Durham, North Carolina is first U.S. city to ban police training with Israeli military

by WorldTribune Staff, April 20, 2018

The city council in Durham, North Carolina voted April 16 to prohibit training and exchanges between the city’s police department and the Israeli military.

With the unanimous vote, Durham becomes the first U.S. city to take such action.

Durham, North Carolina

The council’s resolution says: “The council opposes international exchanges with any country in which Durham officers receive military-style training since such exchanges do not support the kind of policing we want here in the City of Durham.”

The council said it sought to “recognize and share the deep concern about militarization of police forces around the country We know that racial profiling and its subsequent harms to communities of color have plagued policing in our nation and in our own community.”

According to the Anti-Defamation League (ADL), thousands of U.S. federal and local police and law enforcement personnel have trained with the Israeli military and police.

The ADL noted that more than 200 high-ranking American law enforcement officials have visited Israel to participate in counterterrorism seminars.

The Demilitarize! Durham2Palestine Coalition said Durham’s previous police chief, Jose Lopez, was involved in an exchange training program with Israel.

According to his biography, Lopez, who retired in 2015, spent a week in Israel attending the ADL’s National Counter-Terrorism Seminar. He told the council that none of the training involved “militarization.” He said the training dealt with “leadership, it was learning about terrorism and then learning about how to interact with people who are involved in mass casualty situations and how to manage mass casualty situations.”

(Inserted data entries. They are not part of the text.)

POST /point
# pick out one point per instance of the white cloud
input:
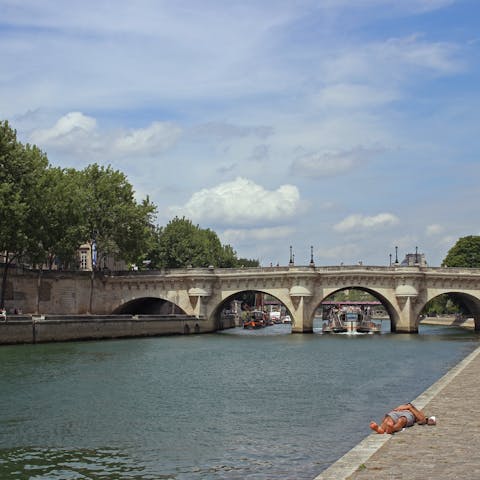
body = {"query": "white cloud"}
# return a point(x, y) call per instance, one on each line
point(239, 235)
point(342, 253)
point(434, 229)
point(79, 134)
point(72, 127)
point(241, 202)
point(157, 137)
point(361, 222)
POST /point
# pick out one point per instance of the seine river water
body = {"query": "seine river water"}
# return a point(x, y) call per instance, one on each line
point(233, 405)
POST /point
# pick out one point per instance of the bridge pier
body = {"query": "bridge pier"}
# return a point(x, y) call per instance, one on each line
point(300, 323)
point(407, 321)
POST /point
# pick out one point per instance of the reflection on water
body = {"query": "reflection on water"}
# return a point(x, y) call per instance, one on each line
point(239, 404)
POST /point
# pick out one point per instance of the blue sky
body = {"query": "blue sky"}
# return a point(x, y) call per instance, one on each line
point(346, 125)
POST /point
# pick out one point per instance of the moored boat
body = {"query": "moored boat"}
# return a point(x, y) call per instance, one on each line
point(350, 320)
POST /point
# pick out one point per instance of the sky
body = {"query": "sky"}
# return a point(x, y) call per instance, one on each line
point(349, 126)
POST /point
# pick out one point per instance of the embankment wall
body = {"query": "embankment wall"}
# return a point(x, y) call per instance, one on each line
point(57, 328)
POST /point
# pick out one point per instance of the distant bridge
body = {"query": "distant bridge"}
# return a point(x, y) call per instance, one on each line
point(205, 292)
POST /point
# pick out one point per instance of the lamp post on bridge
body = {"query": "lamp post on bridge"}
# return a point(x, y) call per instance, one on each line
point(291, 261)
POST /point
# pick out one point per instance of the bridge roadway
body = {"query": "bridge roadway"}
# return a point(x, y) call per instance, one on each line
point(205, 292)
point(446, 451)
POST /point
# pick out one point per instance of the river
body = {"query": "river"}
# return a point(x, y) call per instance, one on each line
point(232, 405)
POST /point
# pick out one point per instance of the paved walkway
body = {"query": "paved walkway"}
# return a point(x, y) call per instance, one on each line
point(449, 450)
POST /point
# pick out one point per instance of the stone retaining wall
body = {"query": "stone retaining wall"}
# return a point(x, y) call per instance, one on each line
point(58, 328)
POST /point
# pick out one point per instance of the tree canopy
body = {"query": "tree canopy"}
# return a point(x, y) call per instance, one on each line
point(183, 244)
point(47, 212)
point(465, 253)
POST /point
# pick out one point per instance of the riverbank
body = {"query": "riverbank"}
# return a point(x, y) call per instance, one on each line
point(446, 451)
point(60, 328)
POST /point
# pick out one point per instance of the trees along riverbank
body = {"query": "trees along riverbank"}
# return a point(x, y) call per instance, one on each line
point(47, 212)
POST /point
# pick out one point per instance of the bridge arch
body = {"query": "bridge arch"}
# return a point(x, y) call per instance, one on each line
point(148, 306)
point(469, 302)
point(386, 302)
point(225, 302)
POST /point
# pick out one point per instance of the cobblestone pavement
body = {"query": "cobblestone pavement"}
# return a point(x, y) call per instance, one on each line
point(449, 450)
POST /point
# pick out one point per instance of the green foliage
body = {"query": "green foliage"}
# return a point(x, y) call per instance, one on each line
point(465, 253)
point(442, 305)
point(119, 226)
point(182, 244)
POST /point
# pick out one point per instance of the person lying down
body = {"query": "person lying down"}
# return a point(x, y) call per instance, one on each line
point(402, 417)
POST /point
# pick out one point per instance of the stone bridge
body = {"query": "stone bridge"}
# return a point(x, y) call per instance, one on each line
point(403, 291)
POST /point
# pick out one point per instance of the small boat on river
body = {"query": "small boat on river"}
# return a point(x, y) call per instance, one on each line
point(350, 320)
point(255, 319)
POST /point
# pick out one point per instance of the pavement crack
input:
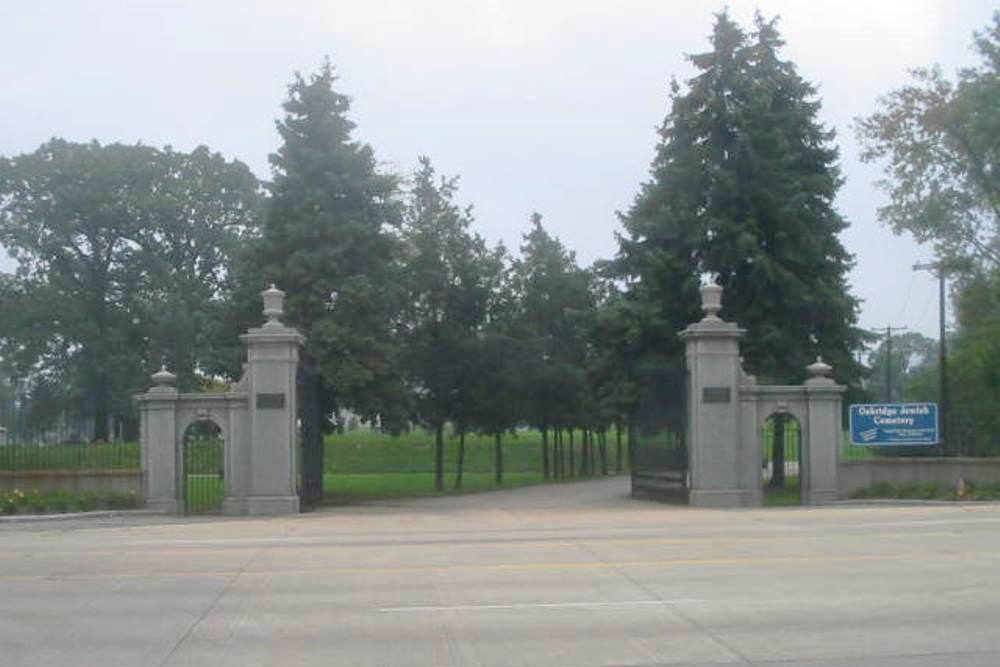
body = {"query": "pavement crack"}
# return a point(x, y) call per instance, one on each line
point(694, 623)
point(209, 609)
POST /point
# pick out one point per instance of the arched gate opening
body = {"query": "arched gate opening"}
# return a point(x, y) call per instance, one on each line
point(203, 482)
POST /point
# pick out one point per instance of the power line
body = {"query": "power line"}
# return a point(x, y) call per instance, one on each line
point(888, 358)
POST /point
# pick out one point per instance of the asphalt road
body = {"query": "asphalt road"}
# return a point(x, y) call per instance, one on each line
point(572, 575)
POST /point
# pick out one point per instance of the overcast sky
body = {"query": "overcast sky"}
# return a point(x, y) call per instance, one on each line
point(548, 106)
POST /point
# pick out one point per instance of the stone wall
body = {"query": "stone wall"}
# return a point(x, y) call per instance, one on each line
point(84, 481)
point(856, 475)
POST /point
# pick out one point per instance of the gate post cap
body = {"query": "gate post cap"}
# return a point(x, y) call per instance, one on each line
point(274, 305)
point(819, 368)
point(163, 377)
point(711, 300)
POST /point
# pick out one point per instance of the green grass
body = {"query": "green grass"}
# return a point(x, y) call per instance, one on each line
point(929, 491)
point(203, 493)
point(362, 464)
point(57, 502)
point(372, 486)
point(787, 496)
point(364, 451)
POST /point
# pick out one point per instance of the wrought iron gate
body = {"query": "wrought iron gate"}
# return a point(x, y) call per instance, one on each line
point(203, 474)
point(658, 434)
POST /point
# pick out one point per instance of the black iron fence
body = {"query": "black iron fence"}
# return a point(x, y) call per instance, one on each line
point(69, 456)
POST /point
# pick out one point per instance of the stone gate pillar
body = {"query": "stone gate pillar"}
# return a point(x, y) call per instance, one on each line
point(272, 361)
point(158, 443)
point(821, 454)
point(714, 445)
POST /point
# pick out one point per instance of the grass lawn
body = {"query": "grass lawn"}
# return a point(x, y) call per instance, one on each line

Noah Rubin-Blose of the Triangle chapter of Jewish Voice for Peace said following the vote, “Abolishing police exchanges between Durham and Israel is a step towards a true community safety that cares for people’s needs and is not modeled after occupation and apartheid.”

Jewish Voice for Peace is part of the Demilitarize! Durham2Palestine Coalition, a group of 10 organizations which pushed for the ban, according to an April 19 report by Haaretz.

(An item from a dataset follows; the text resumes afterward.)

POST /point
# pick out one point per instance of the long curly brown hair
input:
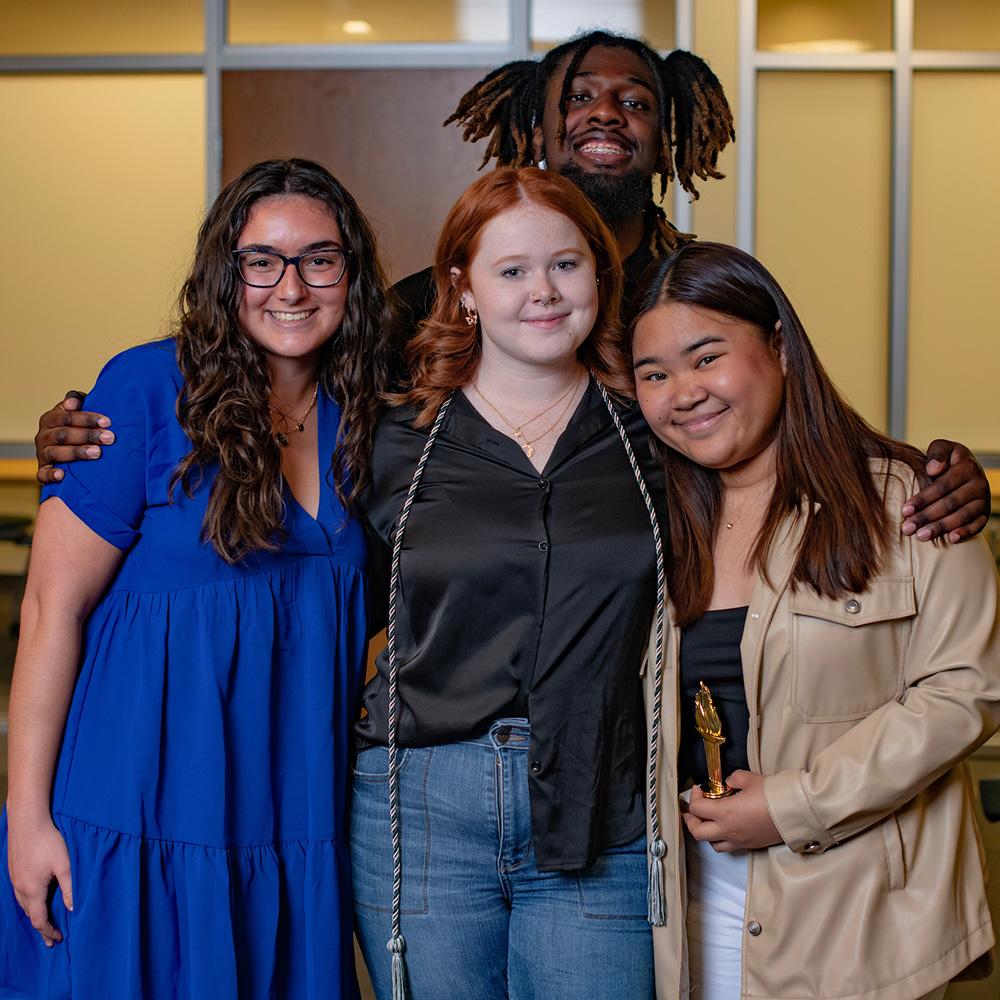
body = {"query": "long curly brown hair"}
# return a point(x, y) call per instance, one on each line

Durham Police Chief Cerelyn “C.J.” Davis said in a statement to the city council: “There has been no effort while I have served as chief of police to initiate or participate in any exchange to Israel, nor do I have any intention to do so.

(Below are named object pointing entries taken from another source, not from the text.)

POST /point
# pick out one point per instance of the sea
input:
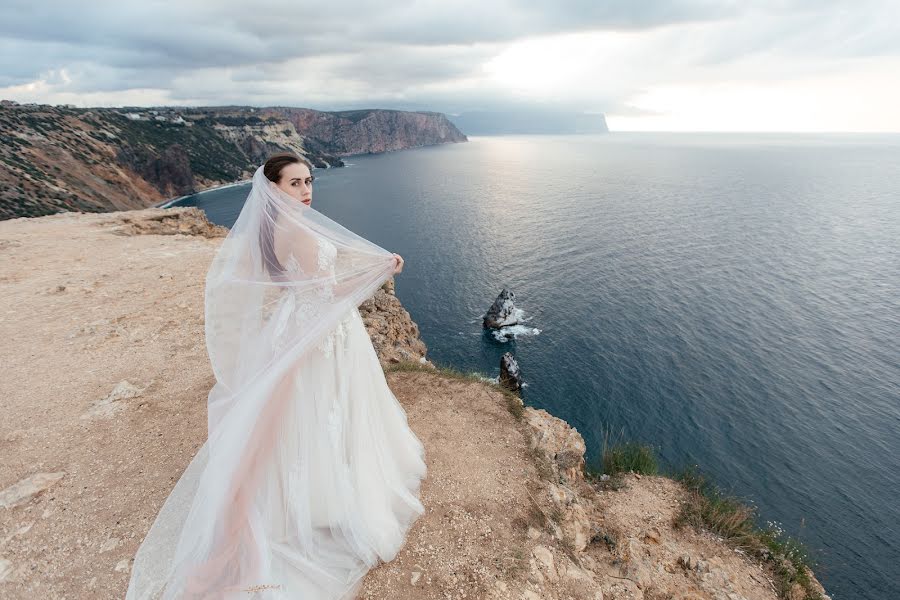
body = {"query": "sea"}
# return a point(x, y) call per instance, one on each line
point(732, 300)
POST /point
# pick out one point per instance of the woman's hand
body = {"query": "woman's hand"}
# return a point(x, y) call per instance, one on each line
point(399, 263)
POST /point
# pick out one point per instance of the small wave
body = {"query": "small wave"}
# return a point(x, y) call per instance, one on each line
point(504, 334)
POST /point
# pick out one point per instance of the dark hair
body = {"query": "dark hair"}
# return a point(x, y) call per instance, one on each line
point(272, 170)
point(277, 162)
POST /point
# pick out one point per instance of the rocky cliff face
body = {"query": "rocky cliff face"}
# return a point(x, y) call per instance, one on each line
point(100, 159)
point(110, 349)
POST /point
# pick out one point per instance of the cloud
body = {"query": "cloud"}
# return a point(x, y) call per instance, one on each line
point(447, 56)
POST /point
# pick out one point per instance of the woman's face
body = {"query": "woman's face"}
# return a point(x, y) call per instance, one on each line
point(296, 181)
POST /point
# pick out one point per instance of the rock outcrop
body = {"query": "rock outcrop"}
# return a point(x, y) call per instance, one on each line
point(55, 158)
point(106, 376)
point(502, 312)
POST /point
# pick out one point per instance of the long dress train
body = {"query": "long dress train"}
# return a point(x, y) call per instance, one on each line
point(346, 469)
point(337, 492)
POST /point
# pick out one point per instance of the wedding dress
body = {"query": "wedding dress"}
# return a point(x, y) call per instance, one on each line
point(310, 475)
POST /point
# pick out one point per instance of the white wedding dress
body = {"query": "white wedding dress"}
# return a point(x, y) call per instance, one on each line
point(346, 462)
point(310, 474)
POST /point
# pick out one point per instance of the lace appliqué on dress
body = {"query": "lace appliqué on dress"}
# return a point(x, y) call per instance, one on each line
point(305, 308)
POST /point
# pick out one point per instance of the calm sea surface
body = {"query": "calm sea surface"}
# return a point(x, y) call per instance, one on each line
point(732, 300)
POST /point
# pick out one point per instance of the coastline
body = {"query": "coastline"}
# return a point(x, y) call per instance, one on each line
point(174, 201)
point(511, 511)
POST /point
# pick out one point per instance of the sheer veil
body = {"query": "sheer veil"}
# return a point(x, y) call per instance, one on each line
point(207, 540)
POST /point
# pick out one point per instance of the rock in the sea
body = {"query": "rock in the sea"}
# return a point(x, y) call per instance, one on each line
point(502, 312)
point(510, 376)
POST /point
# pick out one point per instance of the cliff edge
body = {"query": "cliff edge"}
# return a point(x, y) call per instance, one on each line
point(104, 405)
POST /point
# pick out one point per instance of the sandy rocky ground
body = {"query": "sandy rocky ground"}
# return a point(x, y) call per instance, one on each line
point(104, 405)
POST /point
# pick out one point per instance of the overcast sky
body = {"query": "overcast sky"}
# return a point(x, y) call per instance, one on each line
point(689, 65)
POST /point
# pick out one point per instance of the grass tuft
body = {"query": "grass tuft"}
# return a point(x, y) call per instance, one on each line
point(513, 402)
point(710, 509)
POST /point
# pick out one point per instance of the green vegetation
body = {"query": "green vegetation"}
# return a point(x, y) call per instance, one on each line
point(513, 401)
point(708, 508)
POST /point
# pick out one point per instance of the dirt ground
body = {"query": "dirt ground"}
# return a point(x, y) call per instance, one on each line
point(85, 309)
point(103, 403)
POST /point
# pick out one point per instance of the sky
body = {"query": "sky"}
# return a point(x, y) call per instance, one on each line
point(648, 65)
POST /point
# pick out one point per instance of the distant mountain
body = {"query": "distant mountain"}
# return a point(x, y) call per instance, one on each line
point(496, 122)
point(55, 158)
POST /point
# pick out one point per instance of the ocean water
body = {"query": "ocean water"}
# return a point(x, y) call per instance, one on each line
point(732, 300)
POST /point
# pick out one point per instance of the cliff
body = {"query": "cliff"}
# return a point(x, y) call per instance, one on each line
point(56, 158)
point(104, 405)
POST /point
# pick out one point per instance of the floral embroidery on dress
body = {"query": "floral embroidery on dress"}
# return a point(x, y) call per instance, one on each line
point(304, 308)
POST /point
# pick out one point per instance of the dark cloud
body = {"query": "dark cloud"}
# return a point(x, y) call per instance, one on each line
point(401, 55)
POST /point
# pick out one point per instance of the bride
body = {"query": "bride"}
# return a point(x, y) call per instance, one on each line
point(310, 474)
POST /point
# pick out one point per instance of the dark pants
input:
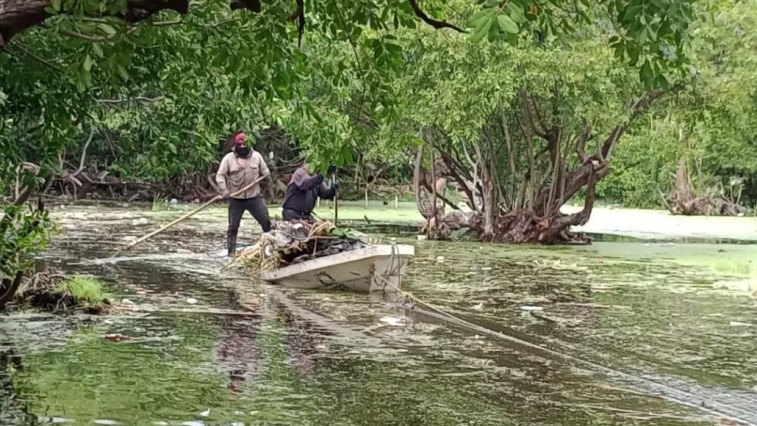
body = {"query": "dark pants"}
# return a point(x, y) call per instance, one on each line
point(257, 208)
point(289, 214)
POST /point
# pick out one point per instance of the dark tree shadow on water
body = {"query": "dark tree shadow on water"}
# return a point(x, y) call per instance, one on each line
point(14, 408)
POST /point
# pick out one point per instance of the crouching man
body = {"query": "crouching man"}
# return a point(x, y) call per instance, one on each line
point(303, 191)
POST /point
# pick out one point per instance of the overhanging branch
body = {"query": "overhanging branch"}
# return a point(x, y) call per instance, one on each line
point(431, 21)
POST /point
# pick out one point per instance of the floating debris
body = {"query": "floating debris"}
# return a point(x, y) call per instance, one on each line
point(115, 337)
point(393, 321)
point(298, 241)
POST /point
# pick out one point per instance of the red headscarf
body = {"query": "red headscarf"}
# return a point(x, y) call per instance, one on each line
point(240, 138)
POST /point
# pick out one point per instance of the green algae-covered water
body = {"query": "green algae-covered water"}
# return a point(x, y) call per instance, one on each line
point(617, 333)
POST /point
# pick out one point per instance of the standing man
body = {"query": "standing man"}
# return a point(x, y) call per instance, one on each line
point(303, 191)
point(239, 168)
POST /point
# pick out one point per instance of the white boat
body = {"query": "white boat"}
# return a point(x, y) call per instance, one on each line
point(374, 268)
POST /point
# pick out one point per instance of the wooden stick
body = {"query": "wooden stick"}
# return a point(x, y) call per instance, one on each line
point(336, 202)
point(192, 213)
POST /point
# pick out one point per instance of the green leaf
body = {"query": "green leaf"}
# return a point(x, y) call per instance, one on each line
point(107, 29)
point(507, 24)
point(516, 12)
point(480, 18)
point(97, 50)
point(87, 63)
point(482, 31)
point(646, 75)
point(122, 71)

The coalition said in its petition to the council: “The Israeli Defense Forces and the Israel Police have a long history of violence and harm against Palestinian people and Jews of Color. They persist in using tactics of extrajudicial killing, excessive force, racial profiling, and repression of social justice movements. These tactics further militarize U.S. police forces that train in Israel, and this training helps the police terrorize Black and Brown communities here in the U.S.”

The petition called on the city to “immediately halt any partnerships that the Durham Police Department has or might enter into with the Israeli Defense Forces and/or the Israel Police.”

Haaretz noted that the ADL’s Washington, D.C. regional director, Doron F. Ezickson, said that, “Far from training that ‘helps the police terrorize black and brown communities,’ ADL’s law enforcement programs, including those in Israel, are designed to equip officers with the knowledge, understanding, and sense of accountability necessary to help safeguard all of our communities and ensure that our civil rights and liberties are rigorously protected.”